When it comes to compensation, most advisors will be delighted to put 2009 in the rear view. After all, industry experts are predicting that advisors will pocket up to 25 percent less than last year — no matter how you get paid. Commissions, fees — in this market, there’s no place to hide.
“They’re going to be feeling it,” notes Alan Johnson, who heads Johnson Associates, a compensation consulting practice in New York City. “While we’ve averted a catastrophe, we’re still below 2008, even if we have a great second half of the year. You’re going to be down, and that’s no surprise to the broker.”
But enough of looking back. What’s more important is what lies ahead: a changing landscape, driven by a tougher fiduciary standard, that could change the way products are marketed and sold and how brokers are paid. It’s not unthinkable that the controversial move to a higher fiduciary standard for brokers who give investment advice could come by the start of the year, according to many industry observers.

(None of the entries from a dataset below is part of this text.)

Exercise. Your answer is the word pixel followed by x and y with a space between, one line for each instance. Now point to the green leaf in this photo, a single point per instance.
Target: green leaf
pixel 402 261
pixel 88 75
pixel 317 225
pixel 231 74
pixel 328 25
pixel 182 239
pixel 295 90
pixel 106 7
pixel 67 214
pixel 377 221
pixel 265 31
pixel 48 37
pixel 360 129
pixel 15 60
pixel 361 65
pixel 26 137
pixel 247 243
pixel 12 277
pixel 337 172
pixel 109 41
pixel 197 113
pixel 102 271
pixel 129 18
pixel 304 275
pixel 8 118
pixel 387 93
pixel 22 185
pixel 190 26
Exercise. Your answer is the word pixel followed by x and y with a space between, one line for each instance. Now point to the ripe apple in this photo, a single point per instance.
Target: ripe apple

“The word ‘risk’ is all over. If you look at regulators around the world, one of the things that’s very consistent is they believe the pay system should not encourage excessive risk,” said Johnson. “Does the pay system encourage the recipient to take inappropriate chances? As you get to the advisor level, it’s a question that will continue to resonate.”
And the Obama administration’s focus on regulation doesn’t stop there. “The industry as a whole is waiting for the other shoe to drop,” according to Bing Waldert, a director for Boston-based Cerulli Associates. “It’s only a matter of time.” Among the practices Waldert says are sure to come under scrutiny: retention bonuses and recruiting packages.
Waldert was right. On August 31, SEC Chairman Mary Schapiro in a one-page open letter to broker-dealer executives warned them about offering substantial inducements to potential recruits, including large up-front bonuses and “enhanced commissions” on sales of investment products. “Certain forms of potential compensation may carry with them enhanced risks to customers,” she said pointedly in the letter.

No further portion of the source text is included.